Lady Mullinger was elderly and plain. Catching sight of Father Holt, she made him signals so urgent that he had to come forward; she beset him with smiles and gestures and enquiries under which he stood patient and courteous, a picture of well-bred disdain. Lady Mullinger had no misgiving, and she rallied him archly, she appealed to him, she bunched her untidy amplitude together to make room for him at her side. He looked at her sidelong with his bright eyes, and he took no notice of her advances beyond answering her large sloppy questions with a neatly worded phrase. She made the foolish mistake of coupling Father Holt and Cooksey together in her broadly beaming patronage; Cooksey was well aware that it was a mistake, and his assurance failed him. Father Holt (I can’t call him anything else) glanced from one to the other with a single flit of his cool observation, and it was enough. Cooksey was ill at ease; he had been gossiping quite comfortably with her ladyship, but with Father Holt’s quiet glance on him he tried to disown her. He saw that she was stout and ordinary, and that he himself looked terribly like her; he edged away and did his best to range himself on Father Holt’s side of the colloquy. But Father Holt kept them serenely at a distance, the pair of them; it was easy to see that it was not for Cooksey to stand by his side uninvited.

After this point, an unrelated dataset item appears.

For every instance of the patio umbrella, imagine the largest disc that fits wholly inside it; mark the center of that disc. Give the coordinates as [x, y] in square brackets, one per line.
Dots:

“No, Lady Mullinger,” said Father Holt, “I can’t, I fear, make you a definite promise in that matter.” He spoke with a charming vibrating bell-tone; it was like the striking of a rod of polished silver in the midst of the sawing of strings out of tune. Lady Mullinger, unsuspecting and unabashed, flung herself the more vehemently into her demand; she wanted him to do this and that, but mainly she wanted him to come to tea with her on Thursday and to have a little talk with “poor Charlotte”; she pressed it as an opportunity for poor Charlotte which he mustn’t deny her. Poor Charlotte was in a sad way; nothing seemed to ease her, nobody had proved able to open “the door of her spirit.” So Lady Mullinger said, and she was positive that Father Holt would open the door, he alone, and she would arrange that nobody should disturb them, her salottino would be free (they would have tea in the big room), and he and poor Charlotte could then have a “nice little talk.” Lady Mullinger had set her heart on it—“just a nice little talk, quite informal”; she shouldn’t tell poor Charlotte that he was expected, and he could just draw her aside, after tea, and help the poor thing to “find her way.” The convenience of the salottino was urged once more, and the tact with which Lady Mullinger would keep her other guests out of it; and the ghost of the smile was upon the lips of Father Holt as he repeated, very distinctly, his refusal to make her a promise. Poor Charlotte would evidently have to find the way for herself, and Lady Mullinger abounded in despair.